The end of Q3 means it’s time for another digital health funding wrap-up from our friends over at Rock Health, and many of you can probably guess how the numbers looked:
- Total Q3 funding plunged 48% to $2.2B, the lowest quarterly amount since Q4 2019.
The low total puts us on pace for less than half of last year’s $29.2B haul, but the full story isn’t as grim as it sounds. Smaller round sizes, rather than fewer rounds, dragged down the overall number.
- Q3’s 125 deals only represented a 14% drop, but a newfound preference for early-stage startups caused the $100M+ mega-rounds to dry up completely with the exception of Cleerly ($223M Series C) and Alma ($130M Series D).
- Only six Series C or higher rounds took place during the third quarter, accounting for less than 5% of total funding volume. By comparison, Q2 saw 19 late-stage rounds and Q1 had 32.

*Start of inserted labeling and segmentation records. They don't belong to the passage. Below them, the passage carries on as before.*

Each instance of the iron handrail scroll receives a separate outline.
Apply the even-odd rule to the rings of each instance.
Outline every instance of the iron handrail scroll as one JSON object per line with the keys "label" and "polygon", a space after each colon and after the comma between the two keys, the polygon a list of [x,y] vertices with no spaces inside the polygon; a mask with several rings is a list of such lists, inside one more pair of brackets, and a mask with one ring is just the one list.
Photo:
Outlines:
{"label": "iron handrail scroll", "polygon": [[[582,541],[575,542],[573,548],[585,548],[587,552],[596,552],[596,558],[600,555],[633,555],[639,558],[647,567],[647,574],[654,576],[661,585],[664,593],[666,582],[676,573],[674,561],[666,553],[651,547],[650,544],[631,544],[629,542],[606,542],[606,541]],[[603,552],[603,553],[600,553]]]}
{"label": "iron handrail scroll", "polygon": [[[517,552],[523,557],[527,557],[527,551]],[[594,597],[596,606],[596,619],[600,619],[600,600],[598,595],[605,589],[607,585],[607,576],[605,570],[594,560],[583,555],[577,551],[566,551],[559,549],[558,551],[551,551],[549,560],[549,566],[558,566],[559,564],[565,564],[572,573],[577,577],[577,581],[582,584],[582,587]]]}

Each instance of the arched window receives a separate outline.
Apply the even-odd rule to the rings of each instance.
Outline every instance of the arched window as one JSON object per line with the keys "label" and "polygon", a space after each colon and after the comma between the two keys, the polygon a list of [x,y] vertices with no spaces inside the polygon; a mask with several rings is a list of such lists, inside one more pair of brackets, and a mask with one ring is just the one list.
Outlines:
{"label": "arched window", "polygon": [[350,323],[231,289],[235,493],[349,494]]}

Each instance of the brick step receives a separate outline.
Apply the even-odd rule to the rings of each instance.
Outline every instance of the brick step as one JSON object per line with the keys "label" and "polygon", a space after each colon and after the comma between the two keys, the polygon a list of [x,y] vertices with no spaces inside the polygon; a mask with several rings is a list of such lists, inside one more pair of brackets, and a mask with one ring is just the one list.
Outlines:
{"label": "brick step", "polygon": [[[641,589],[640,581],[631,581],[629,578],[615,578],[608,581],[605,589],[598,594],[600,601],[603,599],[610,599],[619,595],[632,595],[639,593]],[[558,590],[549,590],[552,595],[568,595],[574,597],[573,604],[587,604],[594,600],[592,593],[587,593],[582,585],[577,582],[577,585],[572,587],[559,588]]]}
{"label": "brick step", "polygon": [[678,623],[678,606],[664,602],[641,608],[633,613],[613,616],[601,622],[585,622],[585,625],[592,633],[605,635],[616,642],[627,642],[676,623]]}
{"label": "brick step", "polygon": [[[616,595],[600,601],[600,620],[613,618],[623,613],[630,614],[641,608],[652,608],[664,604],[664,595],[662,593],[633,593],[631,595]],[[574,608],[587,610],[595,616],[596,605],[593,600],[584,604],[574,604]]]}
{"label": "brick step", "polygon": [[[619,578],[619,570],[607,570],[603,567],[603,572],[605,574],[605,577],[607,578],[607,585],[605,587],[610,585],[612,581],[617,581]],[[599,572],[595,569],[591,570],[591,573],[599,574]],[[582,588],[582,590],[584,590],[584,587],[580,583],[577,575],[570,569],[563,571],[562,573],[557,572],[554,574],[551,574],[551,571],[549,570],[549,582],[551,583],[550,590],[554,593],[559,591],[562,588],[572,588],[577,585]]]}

Rock Health floats three explanations for the late-stage slowdown: 1) Many rounds were pulled forward to 2021 to strike while the iron was hot. 2) Other raises are taking place behind the scenes through round extensions or venture debt. 3) We’re in the middle of the biggest bear market in a decade… so some funding just isn’t happening.
The other major shift taking place with investors can be seen with the top funded value propositions and clinical indications.
- Value Props: Non-clinical workflow companies vaulted into first place ($1.8B YTD), suggesting that staffing shortages and employee burnout remain top priorities.
- Clinical Indications: Digital mental health companies held on to the throne ($1.7B YTD), but oncology ($1B) and cardiovascular startups ($0.9B) have been gaining ground.
The Takeaway
It’s no surprise that this year’s public market correction is causing private market investors to hold out for smoother sailing, but if Rock Health’s Q3 report shows us one thing it’s that truly innovative startups will attract capital no matter how turbulent the macroeconomic waters. Rock Health also left us with an important reminder that “rational prices promote long-term market health and, if anything, diminish near-term worries.”